And for smallholders looking for ways to maintain a livelihood from rural locations, the internet is becoming non-negotiable. According to Isobel Davies of Izzy Lane, a designer clothes company which uses wool from sheep kept on her own small farm in Yorkshire, “the website is vital for sales. I think any smallholder will find that if you try to sell through shops the mark-up they have to put on products can make them unsaleable. With clothes, retailers often mark up 250% so if you have a high-quality, high-cost product to start with, the prices become ridiculous and in a recession no shop is going to take that kind of risk. Which is why the internet is brilliant, because if you sell direct to consumers you retain that margin instead.”
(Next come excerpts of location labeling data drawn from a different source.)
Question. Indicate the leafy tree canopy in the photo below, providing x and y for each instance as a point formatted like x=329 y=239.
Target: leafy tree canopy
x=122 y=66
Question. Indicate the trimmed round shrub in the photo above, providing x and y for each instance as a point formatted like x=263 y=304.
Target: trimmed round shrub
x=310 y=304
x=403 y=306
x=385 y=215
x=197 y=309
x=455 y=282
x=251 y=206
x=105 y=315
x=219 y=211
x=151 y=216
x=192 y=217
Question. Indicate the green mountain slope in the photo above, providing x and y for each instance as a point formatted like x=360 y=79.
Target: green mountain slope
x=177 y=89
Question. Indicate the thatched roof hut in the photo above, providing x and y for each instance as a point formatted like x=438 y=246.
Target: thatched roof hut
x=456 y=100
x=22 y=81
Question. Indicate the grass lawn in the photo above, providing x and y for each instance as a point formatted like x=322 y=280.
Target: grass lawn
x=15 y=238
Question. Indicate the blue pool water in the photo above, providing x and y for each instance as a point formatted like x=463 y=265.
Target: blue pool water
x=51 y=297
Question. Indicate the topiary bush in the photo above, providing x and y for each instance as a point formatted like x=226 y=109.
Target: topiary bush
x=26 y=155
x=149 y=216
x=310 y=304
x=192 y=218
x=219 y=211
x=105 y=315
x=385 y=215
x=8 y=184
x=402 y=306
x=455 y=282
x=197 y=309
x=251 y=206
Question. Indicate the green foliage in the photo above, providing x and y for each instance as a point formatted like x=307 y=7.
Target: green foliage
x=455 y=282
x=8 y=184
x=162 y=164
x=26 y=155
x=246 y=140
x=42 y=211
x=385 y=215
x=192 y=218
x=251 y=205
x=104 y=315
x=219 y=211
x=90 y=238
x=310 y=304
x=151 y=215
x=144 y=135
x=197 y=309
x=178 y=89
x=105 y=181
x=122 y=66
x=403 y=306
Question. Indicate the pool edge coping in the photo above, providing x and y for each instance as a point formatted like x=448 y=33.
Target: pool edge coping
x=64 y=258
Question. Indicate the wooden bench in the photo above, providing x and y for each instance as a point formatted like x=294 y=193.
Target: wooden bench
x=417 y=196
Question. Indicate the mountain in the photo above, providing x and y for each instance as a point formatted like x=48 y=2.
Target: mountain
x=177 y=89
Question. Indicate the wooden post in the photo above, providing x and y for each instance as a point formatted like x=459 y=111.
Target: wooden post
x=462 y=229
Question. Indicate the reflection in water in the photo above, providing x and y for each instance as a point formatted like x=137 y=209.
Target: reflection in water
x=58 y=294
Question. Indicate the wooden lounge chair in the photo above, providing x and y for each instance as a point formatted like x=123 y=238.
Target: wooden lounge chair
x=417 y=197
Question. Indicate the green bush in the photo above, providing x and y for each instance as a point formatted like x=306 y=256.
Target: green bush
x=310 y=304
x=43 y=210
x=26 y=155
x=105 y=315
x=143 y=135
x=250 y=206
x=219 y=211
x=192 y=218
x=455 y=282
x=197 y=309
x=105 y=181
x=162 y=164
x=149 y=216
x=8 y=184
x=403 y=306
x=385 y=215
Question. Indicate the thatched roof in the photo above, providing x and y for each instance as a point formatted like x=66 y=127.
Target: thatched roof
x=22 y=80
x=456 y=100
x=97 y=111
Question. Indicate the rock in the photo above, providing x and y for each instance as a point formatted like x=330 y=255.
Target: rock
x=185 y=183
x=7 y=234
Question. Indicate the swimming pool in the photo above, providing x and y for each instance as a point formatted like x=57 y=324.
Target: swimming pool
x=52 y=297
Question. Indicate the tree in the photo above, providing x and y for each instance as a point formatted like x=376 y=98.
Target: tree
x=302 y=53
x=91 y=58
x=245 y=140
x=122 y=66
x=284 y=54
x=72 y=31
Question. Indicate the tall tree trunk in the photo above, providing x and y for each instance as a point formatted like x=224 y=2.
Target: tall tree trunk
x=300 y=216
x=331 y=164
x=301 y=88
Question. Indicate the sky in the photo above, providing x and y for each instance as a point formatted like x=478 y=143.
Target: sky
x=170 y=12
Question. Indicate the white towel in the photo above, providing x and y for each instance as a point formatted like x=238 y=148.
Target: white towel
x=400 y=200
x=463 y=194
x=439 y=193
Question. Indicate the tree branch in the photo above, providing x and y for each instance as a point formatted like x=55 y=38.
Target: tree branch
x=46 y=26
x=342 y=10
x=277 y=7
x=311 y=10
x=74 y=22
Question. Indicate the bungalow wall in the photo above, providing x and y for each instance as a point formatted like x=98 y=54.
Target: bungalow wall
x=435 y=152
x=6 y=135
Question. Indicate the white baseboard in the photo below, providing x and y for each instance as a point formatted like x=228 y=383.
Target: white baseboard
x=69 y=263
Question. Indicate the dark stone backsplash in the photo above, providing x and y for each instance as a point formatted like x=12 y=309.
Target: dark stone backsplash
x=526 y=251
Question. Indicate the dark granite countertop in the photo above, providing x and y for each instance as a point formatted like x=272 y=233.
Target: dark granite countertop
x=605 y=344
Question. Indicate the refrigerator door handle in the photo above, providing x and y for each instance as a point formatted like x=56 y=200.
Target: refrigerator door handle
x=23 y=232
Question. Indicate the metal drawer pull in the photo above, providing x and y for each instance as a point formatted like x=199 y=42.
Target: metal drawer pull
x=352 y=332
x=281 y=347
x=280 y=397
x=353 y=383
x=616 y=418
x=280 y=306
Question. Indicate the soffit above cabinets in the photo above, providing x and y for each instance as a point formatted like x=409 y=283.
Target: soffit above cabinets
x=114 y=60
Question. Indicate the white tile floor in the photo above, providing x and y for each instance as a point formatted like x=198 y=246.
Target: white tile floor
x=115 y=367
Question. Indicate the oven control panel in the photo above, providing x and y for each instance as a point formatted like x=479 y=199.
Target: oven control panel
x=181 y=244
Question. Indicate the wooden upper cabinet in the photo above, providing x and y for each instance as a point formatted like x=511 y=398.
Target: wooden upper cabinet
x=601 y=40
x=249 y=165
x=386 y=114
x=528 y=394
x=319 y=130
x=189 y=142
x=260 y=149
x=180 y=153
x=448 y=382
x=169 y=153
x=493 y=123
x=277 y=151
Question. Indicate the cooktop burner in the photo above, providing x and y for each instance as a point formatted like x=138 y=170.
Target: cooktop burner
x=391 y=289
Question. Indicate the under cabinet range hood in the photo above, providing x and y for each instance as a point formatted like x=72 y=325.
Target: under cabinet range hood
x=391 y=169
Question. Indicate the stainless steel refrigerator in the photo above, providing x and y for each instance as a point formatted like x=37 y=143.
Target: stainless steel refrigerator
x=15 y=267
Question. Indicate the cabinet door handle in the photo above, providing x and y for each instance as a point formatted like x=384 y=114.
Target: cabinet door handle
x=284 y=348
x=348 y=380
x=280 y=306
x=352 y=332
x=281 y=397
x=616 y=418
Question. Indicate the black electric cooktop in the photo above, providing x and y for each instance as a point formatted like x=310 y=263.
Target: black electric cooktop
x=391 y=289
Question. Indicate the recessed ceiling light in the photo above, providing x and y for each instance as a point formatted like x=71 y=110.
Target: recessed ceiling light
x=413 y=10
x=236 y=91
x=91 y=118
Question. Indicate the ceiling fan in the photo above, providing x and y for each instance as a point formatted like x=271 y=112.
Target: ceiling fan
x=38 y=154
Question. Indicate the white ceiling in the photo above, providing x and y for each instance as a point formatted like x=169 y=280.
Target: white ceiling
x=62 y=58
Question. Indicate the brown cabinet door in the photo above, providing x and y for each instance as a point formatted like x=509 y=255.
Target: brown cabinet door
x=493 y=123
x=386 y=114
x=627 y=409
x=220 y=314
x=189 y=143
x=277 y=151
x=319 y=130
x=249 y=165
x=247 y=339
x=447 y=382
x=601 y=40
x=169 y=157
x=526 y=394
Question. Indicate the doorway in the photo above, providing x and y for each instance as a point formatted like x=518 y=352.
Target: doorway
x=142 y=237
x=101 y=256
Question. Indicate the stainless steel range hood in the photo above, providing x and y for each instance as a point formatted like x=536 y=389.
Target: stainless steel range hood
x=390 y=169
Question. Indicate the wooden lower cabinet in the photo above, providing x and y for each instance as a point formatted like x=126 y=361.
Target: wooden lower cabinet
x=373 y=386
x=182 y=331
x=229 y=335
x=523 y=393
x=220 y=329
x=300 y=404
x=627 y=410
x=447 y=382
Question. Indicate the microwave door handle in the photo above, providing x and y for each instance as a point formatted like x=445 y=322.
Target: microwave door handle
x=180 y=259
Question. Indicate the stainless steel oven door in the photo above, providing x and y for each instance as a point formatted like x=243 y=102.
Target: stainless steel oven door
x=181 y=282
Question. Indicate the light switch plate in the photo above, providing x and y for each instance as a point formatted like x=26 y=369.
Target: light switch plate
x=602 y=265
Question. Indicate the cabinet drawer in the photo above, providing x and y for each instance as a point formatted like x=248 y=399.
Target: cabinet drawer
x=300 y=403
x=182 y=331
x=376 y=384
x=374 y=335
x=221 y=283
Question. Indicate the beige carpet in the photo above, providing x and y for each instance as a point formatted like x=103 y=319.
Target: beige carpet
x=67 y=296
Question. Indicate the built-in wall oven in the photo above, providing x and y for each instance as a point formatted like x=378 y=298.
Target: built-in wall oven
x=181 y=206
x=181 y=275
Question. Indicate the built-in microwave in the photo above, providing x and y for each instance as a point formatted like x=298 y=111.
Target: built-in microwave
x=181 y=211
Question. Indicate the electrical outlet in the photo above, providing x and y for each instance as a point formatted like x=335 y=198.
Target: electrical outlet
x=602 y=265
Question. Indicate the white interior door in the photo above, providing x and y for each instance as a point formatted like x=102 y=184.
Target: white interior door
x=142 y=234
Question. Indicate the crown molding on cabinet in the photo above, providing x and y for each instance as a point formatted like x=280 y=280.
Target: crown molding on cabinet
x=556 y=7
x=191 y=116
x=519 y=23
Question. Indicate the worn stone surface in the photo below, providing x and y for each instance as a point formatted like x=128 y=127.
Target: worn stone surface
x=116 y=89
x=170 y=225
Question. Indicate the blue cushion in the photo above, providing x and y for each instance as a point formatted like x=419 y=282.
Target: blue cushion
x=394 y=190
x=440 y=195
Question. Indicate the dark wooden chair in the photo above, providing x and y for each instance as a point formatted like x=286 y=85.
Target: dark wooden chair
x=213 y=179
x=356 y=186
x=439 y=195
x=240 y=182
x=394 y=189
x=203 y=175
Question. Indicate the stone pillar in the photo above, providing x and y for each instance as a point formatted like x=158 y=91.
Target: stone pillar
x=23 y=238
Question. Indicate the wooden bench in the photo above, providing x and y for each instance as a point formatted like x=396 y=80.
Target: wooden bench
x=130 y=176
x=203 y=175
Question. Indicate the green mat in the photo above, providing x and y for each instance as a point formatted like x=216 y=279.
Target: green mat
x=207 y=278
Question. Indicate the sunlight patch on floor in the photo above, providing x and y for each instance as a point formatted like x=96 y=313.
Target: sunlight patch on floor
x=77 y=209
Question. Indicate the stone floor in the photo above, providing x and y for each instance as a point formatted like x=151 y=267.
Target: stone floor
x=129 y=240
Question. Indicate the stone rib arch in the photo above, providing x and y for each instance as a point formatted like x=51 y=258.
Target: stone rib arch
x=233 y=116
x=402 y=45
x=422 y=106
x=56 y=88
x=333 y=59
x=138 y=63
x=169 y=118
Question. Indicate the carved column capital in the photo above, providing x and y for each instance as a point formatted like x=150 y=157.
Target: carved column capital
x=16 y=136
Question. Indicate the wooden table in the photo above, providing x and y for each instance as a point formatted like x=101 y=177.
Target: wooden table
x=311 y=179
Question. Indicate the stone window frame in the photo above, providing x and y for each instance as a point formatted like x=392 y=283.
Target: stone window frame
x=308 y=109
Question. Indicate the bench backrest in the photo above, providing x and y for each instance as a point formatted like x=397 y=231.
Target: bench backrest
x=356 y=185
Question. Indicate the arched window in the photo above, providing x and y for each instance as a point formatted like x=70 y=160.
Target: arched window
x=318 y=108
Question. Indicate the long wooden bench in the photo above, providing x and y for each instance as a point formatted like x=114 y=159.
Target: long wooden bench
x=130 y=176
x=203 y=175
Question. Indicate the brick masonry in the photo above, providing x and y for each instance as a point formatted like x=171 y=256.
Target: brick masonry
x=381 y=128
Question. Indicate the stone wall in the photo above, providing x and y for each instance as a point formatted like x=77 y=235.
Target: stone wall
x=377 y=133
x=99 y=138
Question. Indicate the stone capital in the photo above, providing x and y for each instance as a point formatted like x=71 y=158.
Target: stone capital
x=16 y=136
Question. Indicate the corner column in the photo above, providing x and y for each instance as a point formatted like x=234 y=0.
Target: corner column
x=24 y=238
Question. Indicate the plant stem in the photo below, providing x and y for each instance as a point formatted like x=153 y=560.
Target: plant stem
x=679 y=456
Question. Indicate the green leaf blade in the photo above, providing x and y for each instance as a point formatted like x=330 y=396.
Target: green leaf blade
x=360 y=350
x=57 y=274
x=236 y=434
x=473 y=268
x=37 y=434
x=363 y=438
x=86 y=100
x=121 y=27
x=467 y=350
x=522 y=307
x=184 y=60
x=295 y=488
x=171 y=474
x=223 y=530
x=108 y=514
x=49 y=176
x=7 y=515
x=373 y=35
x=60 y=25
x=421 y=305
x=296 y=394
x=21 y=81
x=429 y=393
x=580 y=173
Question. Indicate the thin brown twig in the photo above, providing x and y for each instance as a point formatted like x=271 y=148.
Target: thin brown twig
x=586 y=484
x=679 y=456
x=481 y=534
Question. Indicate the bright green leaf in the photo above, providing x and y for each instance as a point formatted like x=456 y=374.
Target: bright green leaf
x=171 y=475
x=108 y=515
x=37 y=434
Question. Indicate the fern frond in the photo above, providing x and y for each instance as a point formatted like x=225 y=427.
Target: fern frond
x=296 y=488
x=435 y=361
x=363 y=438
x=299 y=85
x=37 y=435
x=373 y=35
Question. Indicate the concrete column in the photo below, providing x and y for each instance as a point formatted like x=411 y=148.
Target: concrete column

Chris Bailey, who with wife Suzie runs Whithorn Lodge B&B from his smallholding in Dumfries & Galloway, also depends on the internet for much of his trade. “Most people come because they see the website, they see that we have the rare breed animals running free range and that’s what sets us apart.” Although the Baileys do get some B&B trade via word-of-mouth and repeat custom, being able to access the internet is key to their business, and to many other rural enterprises. And this is a tool which is still unavailable to many inhabitants of rural areas, especially in Northern Ireland, Scotland, Wales and the North and West of England.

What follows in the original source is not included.